Well, first I’ll look at the art. Often art can make or break a comic, and in this case it’s very hit and miss. It’s not terrible, but it’s not consistent either. There are a few gorgeous pictures of Beastman in the issue, including one really stand out splash page. The art however changes from one panel to the next, and some pictures are real angular and lacking detail. The first couple pages (the dream sequence) are out right terrible. Another thing to note is the redesigns on the characters. Some of the colors are changed, some have new oddly segmented armor, and almost all of them seem to have random patches of scale mail armor added, and all I can say is WHY? If you are going to do redesigns, at least do GOOD redesigns (see the 2002 comic). It’s no surprise that the best picture in the book is Beastman who’s design unlike the rest is almost unchanged. On the the plus side however, the cover is spectacular, and about as iconic and quintessential He-Man as you can possibly get. If only the rest of the book had stuck stayed on par with the cover and the pictures of Beastman. A few small bits I did like, the basic design of “woodsman” Adam, and the brief look we get of his father (apparently Randor?? though I could be wrong) Oh, and the COMPLETE over haul of Teela into a generic blond in a metal bikini? Are you KIDDING ME? What lame brain came up with that?
Now, onto the story, which ironically, can ALSO make or break a comic. While it is nothing stand out here, we’re on much better footing then the art.

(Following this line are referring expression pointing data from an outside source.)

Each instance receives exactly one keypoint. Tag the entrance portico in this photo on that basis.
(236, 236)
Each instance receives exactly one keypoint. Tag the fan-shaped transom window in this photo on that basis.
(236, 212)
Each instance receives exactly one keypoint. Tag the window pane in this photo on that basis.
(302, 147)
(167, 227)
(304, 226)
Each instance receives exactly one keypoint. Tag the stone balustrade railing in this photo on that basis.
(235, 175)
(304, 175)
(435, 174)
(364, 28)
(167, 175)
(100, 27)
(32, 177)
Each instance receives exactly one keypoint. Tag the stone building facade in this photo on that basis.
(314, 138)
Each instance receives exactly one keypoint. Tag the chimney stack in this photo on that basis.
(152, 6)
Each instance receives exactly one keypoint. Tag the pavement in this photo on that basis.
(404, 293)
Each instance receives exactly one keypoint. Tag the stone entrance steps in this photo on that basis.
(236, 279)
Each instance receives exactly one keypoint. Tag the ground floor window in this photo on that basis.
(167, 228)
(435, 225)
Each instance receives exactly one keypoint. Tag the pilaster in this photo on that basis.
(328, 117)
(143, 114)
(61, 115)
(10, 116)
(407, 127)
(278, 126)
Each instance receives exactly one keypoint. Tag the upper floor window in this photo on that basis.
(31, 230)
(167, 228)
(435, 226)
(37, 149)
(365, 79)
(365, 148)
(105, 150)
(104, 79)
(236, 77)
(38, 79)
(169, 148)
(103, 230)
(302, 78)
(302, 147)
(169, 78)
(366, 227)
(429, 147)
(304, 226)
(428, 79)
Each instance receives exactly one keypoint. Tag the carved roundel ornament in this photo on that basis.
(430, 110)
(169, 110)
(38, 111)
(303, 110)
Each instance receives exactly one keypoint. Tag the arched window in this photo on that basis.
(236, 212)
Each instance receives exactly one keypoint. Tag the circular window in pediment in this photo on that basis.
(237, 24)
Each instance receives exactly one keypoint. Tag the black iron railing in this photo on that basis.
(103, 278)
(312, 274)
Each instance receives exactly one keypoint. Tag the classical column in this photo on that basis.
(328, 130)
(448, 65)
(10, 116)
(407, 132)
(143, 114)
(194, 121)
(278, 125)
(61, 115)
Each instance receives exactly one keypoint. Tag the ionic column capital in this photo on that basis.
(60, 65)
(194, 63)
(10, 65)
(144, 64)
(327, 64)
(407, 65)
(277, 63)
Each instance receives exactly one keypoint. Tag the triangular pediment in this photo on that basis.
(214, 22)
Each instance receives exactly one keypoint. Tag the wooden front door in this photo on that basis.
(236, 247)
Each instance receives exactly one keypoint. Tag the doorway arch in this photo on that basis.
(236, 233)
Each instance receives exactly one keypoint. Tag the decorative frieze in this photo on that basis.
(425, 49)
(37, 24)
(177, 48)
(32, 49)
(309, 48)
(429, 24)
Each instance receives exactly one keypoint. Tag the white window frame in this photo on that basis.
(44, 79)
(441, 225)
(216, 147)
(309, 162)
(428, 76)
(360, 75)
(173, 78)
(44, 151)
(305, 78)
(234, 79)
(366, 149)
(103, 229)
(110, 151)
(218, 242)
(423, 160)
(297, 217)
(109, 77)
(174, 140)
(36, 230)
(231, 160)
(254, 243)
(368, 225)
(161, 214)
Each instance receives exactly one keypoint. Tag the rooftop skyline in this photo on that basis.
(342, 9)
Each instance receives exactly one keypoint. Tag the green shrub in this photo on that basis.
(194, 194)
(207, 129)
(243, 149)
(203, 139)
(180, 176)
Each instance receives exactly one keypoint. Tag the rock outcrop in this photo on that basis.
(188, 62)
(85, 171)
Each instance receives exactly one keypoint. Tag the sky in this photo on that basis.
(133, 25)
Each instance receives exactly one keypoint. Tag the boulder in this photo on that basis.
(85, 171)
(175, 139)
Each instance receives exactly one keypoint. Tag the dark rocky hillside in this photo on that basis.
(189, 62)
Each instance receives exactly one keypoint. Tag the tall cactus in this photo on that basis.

The basic gist is that at some point, Skeletor won, and somehow erased everyone’s mind, leaving Adam thinking he’s a lowly wood cutter with no memory of being He-Man. This starts to change however when he has dreams of his former life, and sees a mysterious falcon in the woods. This spurs him on a sort of self identity quest, and he attempts to leave his forest, only to run into Beastman who is apparently supposed to prevent him from leaving– battle ensues! Nothing complicated, and not great, but it does have a sort of classic fantasy feel to it, and better, it allows a reader to follow Adam and discover the world of Eternia for the first time through his eyes, making this extremely accessible to someone new to the world. Apart from that though, this is just a small piece of the story, and I can’t give a more detailed and thoughtful review until I’ve read a few more issues, and get a clearer picture of where they are going. Over all a solid, if not exactly stellar opening to what COULD be a very promising story.